Cependant, l’année suivante, il publie coup sur coup deux ouvrages qui vont le précipiter brusquement dans la tourmente: Du Contrat social ou Principes du Droit politique et Émile ou De l’Éducation. La thèse fondamentale du premier, dont s’inspireront directement les révolutionnaires, est que la justification du pouvoir politique réside dans la volonté souveraine du peuple et que seul un gouvernement «républicain» est légitime. Quant à l’Émile, qui prône une pédagogie fondée sur les seules lois de la nature et contient une apologie de la religion naturelle, il déchaînera une véritable tempête.

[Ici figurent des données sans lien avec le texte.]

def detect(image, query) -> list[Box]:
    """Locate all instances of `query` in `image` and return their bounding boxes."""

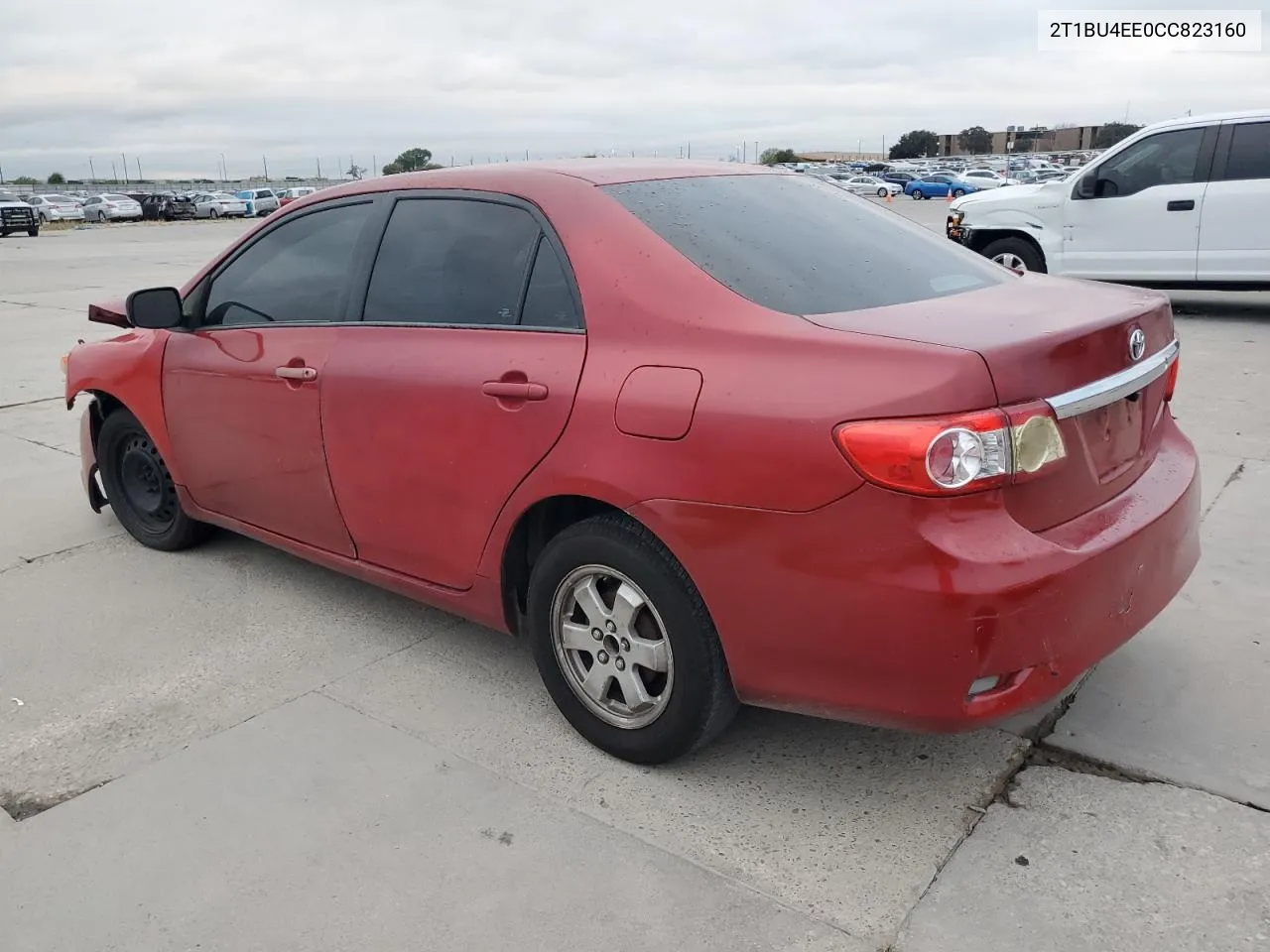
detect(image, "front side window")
[603,176,1015,314]
[1094,128,1204,198]
[202,202,371,325]
[363,198,543,326]
[1221,122,1270,180]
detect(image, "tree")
[1093,122,1142,149]
[758,149,798,165]
[956,126,992,155]
[888,130,940,159]
[384,147,440,176]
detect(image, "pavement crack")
[1199,459,1248,522]
[0,530,123,575]
[0,430,78,456]
[0,398,66,410]
[0,778,113,822]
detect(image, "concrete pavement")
[0,211,1270,952]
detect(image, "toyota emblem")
[1129,327,1147,361]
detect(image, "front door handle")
[480,380,548,400]
[273,367,318,380]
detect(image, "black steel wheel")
[96,410,210,552]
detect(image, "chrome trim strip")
[1045,337,1181,420]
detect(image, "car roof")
[311,159,767,200]
[1139,109,1270,132]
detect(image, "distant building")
[939,126,1102,155]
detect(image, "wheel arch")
[498,493,696,635]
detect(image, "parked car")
[278,185,318,205]
[960,169,1022,191]
[904,178,975,198]
[193,191,251,218]
[0,189,40,237]
[83,191,141,222]
[947,109,1270,289]
[66,160,1201,763]
[838,176,904,198]
[141,191,198,221]
[236,187,282,217]
[27,194,83,225]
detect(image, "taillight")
[834,401,1067,496]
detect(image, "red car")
[66,160,1199,763]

La double condamnation de ces ouvrages aussi bien à Paris qu’à Genève (où déjà son roman avait été brûlé) contraint Rousseau à chercher refuge en Suisse.

Ici commence le court bonheur de ma vie; ici viennent les paisibles, mais rapides moments qui m’ont donné le droit de dire que j’ai vécu. Moments précieux et si regrettés! ah! recommencez pour moi votre aimable cours, coulez plus lentement dans mon souvenir, s’il est possible, que vous ne fîtes réellement dans votre fugitive succession. 

 

Les Confessions

Il s’installe d’abord à Yverdon, dans le Pays de Vaud (alors bailliage bernois), mais en est chassé par un décret du gouvernement. Il gagne alors Môtiers, dans la principauté prussienne de Neuchâtel, où il obtient l’asile. Mais sa situation de banni et les multiples attaques dont il est l’objet (celles de Voltaire n’étant pas les moins violentes), il se persuade peu à peu qu’il est victime d’un complot universel. Dans le dessein de se justifier, il projette la rédaction de ses mémoires. Une nuit de 1765, époque où il a des démêlés avec le pasteur de Môtiers et les autorités neuchâteloises, on lance des pierres contre sa maison. Se sentant plus que jamais traqué, Rousseau se réfugie à l’Île Saint-Pierre, sur le lac de Bienne, mais il en est aussitôt expulsé par les autorités bernoises. Il gagne alors l’Angleterre, à l’invitation du philosophe Hume, en 1766. Il y commence la rédaction de ses Confessions (qu’il achèvera semble-t-il en 1770, mais qui ne seront publiées qu’après sa mort). À peine cinq mois plus tard, une querelle avec Hume, rendue publique par celui-ci à l’instigation des philosophes, l’engage à rejoindre la France sous un faux nom.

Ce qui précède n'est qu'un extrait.